But how did Apple Inc., in under a decade, develop from a shaky, under-the-radar company to become a massive, multi-million-dollar corporation and a leader in technological innovation? It seems the only thing Apple doesn’t have is viable competition. The answer: Steve Jobs.

Jobs introduced the iPod in 2001, at a time when Apple was known solely for producing personal computers and had not met much success. Today, 92.6 percent of Hockaday students own or have owned an iPod.

“I take my iPods everywhere. They’ve enabled me to be much more involved in the music world,” said sophomore Kellen. Everywhere, girls are plugged in, whether studying music samples for History of Art and Music, exercising to upbeat tunes or adopting a sort of music zen while napping or doing homework.

“My iPod carries music in a small, convenient package, which is really nice. This does, however, attach me to my electronics—our nation is addicted to Apple,” said junior Evi.

Many Hockaday girls carry their iPhones in their front pockets, a phenomenon that just a decade ago would have been considered strange, let alone against school policy.

Now, even teachers utilize this dependence on technology. If a student is missing, it is safe to assume her phone is nearby, and that she will likely receive a quick text or call informing her of where she needs to be.

“I have no issue with phones being around all the time unless students are using them inappropriately—texting during class, etc.,” said Rebekah Calhoun, Director of Health Curriculum. “I like that students have the option of using their phones but also feel there must be commitment on the students’ part to use phones only as allowed by the teacher.”
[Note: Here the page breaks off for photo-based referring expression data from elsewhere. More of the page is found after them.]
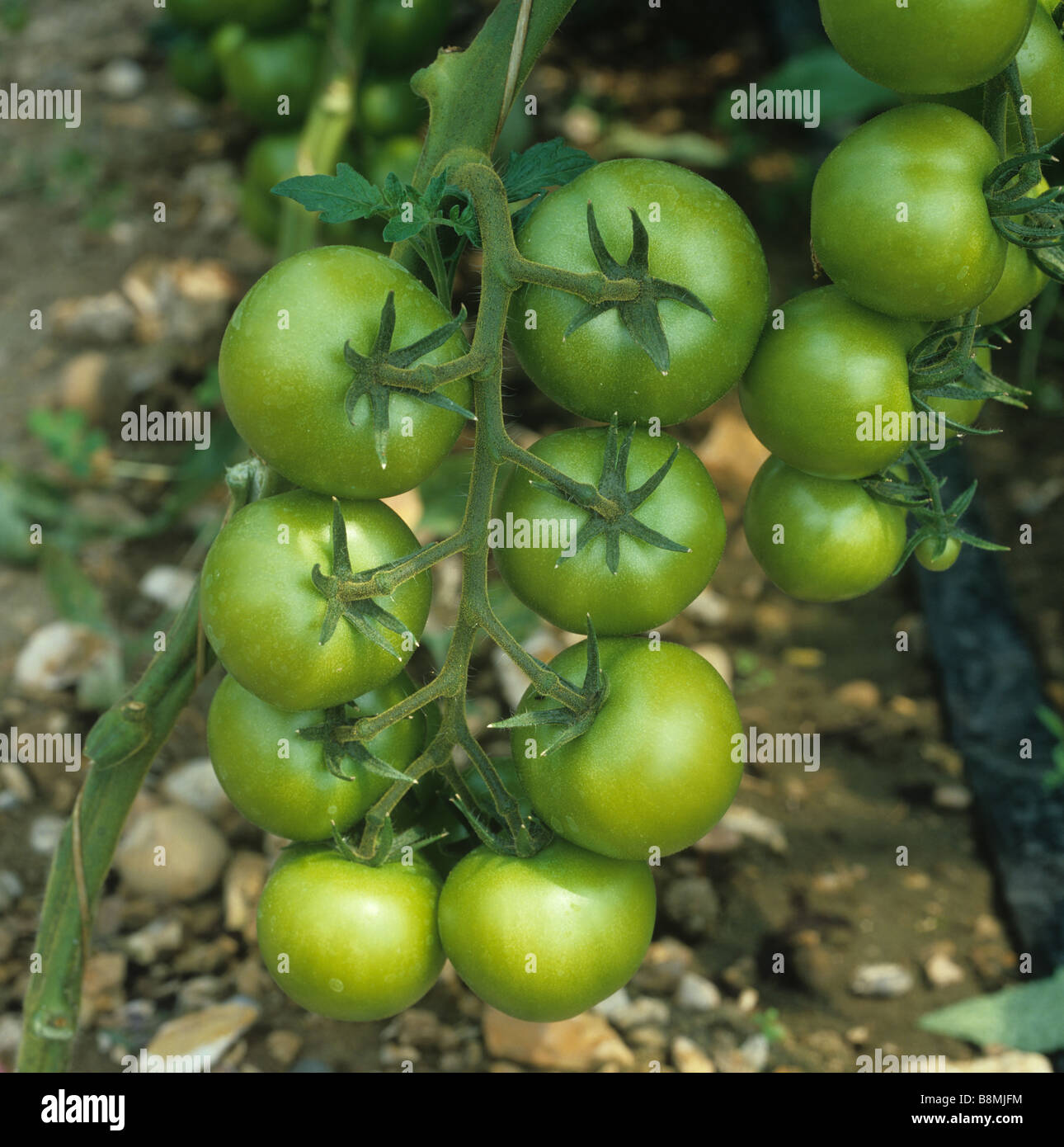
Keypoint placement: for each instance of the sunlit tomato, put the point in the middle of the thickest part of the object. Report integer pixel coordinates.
(263, 614)
(821, 539)
(546, 937)
(347, 941)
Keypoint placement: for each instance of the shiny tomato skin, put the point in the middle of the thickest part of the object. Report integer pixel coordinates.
(900, 220)
(263, 614)
(279, 780)
(926, 45)
(546, 937)
(655, 771)
(346, 941)
(702, 241)
(652, 585)
(814, 379)
(285, 389)
(820, 539)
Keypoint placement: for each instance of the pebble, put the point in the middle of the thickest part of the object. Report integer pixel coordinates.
(690, 1058)
(148, 944)
(123, 79)
(663, 967)
(581, 1044)
(210, 1032)
(195, 785)
(882, 981)
(56, 655)
(859, 694)
(647, 1011)
(693, 903)
(171, 853)
(45, 833)
(242, 885)
(952, 797)
(167, 585)
(941, 972)
(756, 827)
(1005, 1062)
(284, 1046)
(696, 994)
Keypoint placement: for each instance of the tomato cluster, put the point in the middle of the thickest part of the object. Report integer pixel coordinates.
(902, 224)
(541, 936)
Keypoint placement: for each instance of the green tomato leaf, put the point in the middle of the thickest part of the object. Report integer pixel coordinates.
(340, 197)
(1026, 1017)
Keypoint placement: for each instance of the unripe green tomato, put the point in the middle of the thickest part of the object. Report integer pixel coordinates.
(388, 106)
(279, 780)
(1022, 280)
(349, 941)
(819, 539)
(652, 585)
(406, 35)
(926, 45)
(285, 387)
(656, 770)
(261, 70)
(546, 937)
(816, 382)
(193, 68)
(263, 614)
(928, 555)
(900, 219)
(1040, 61)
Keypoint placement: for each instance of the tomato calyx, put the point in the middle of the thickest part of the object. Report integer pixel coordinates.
(573, 723)
(614, 488)
(368, 382)
(1033, 223)
(941, 366)
(367, 617)
(640, 315)
(338, 739)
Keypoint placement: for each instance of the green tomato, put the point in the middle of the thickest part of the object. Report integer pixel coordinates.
(1041, 67)
(652, 585)
(899, 216)
(193, 68)
(699, 238)
(279, 780)
(819, 539)
(347, 941)
(285, 388)
(258, 15)
(1022, 281)
(655, 771)
(261, 70)
(548, 936)
(926, 45)
(406, 35)
(388, 106)
(936, 556)
(398, 155)
(817, 379)
(263, 614)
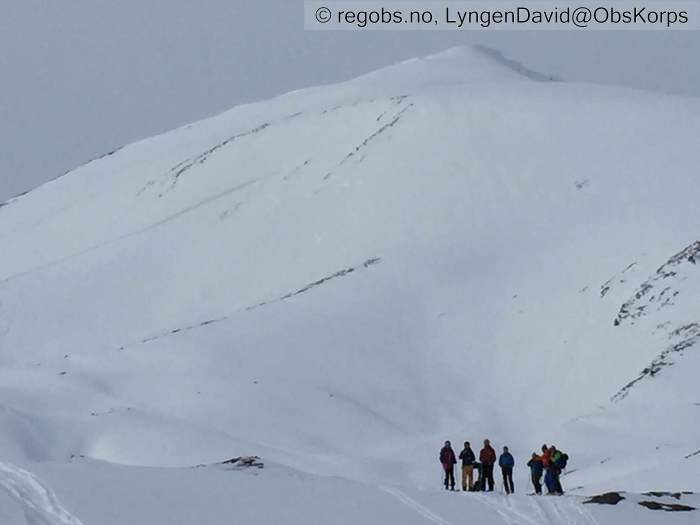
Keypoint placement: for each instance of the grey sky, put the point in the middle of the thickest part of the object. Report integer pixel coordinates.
(80, 77)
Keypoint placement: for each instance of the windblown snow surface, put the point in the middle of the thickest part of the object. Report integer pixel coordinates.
(341, 278)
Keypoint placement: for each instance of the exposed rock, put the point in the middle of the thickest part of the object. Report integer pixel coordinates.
(668, 507)
(609, 498)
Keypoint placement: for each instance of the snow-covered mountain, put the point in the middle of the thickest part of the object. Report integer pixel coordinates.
(343, 277)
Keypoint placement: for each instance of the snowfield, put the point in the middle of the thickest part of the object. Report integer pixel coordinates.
(341, 278)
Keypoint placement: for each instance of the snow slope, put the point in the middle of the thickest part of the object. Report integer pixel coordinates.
(340, 278)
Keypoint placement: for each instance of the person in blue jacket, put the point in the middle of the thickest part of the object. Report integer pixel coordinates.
(506, 462)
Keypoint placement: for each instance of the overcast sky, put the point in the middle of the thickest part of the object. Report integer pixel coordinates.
(81, 77)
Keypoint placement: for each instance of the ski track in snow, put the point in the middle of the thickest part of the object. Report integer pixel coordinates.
(40, 504)
(415, 506)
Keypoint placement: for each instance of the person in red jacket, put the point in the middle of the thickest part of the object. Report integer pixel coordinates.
(448, 461)
(487, 457)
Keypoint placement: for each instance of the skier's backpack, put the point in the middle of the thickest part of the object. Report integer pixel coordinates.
(562, 461)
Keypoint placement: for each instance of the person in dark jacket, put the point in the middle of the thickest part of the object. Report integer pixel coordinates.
(448, 461)
(487, 457)
(506, 462)
(536, 470)
(468, 458)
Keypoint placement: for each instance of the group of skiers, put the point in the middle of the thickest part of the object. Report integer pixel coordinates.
(551, 463)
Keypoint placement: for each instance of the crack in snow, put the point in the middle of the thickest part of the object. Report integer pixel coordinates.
(341, 273)
(395, 119)
(40, 504)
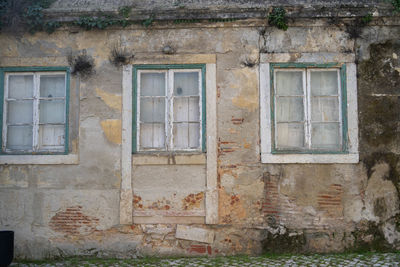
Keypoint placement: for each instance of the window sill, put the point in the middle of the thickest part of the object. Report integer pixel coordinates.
(39, 159)
(169, 159)
(310, 158)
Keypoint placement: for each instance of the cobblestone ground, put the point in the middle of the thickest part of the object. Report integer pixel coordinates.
(377, 259)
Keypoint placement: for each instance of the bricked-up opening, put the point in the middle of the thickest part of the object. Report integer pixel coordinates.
(73, 222)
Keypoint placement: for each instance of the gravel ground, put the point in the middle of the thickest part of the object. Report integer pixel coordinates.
(376, 259)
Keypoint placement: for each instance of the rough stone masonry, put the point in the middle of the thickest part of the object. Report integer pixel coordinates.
(102, 200)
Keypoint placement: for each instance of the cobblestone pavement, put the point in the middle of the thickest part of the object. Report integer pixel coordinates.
(377, 259)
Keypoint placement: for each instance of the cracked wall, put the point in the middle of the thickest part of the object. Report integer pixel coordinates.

Senior Daly, one of the 72.3 percent of Hockaday students who own iPhones, said, “I love my iPhone. I’m addicted to it; it has definitely and completely changed my life.”

Senior Jane even reports getting “anxiety attacks” when separated from her iPhone. This is nothing new. According to a recent study by Stanford University, where students were asked to rate their addiction to their iPhones on a scale from one (“not at all addicted”) to five (“fully addicted”), 44 percent of students answered with a four or above. Only six percent of students said they weren’t at all addicted to their device.

If nothing else, this serves as a clear sign of Jobs’ success. He made technology accessible, just as he did for music, and people were hooked.

“To me, Steve Jobs changed the world. He revolutionized technology and brought it to the common person instead of your typical computer nerd,” said sophomore Tai.

But not all are so optimistic. For instance, junior Katie said, “I really dislike Apple. I feel like once you buy one of their products, you can only buy their products…Plus, the never-ending stream of updates, whether it be iTunes or the frequent new versions of iPhones/iPads that come out, only over-complicates things.”

Yet the future of Apple, without the innovative genius Steve Jobs at its helm, hangs in the air.

“I think that the future of Apple is very bright,” said senior Erin. “Steve Jobs has left a wonderful legacy of incredible products, and there will be others like him who will continue his legacy at Apple.” But others are not so optimistic.

“It’s all downhill from here. They need another genius fast,” said Daly.

Or maybe, as Natalie said, the future of the company depends on whether or not “they continue inventing and improving, and don’t get hung up on making 53 minutely different models of the iPhone.”

Either way, Steve Jobs was a pioneer in the new-fangled region of personal technology. He spurred the technological advances responsible for moving Hockaday into a new age of technical savvy. Now, Hockaday students have only to anticipate that day when they can trade in their Toshibas for spiffy new paper-thin Macs.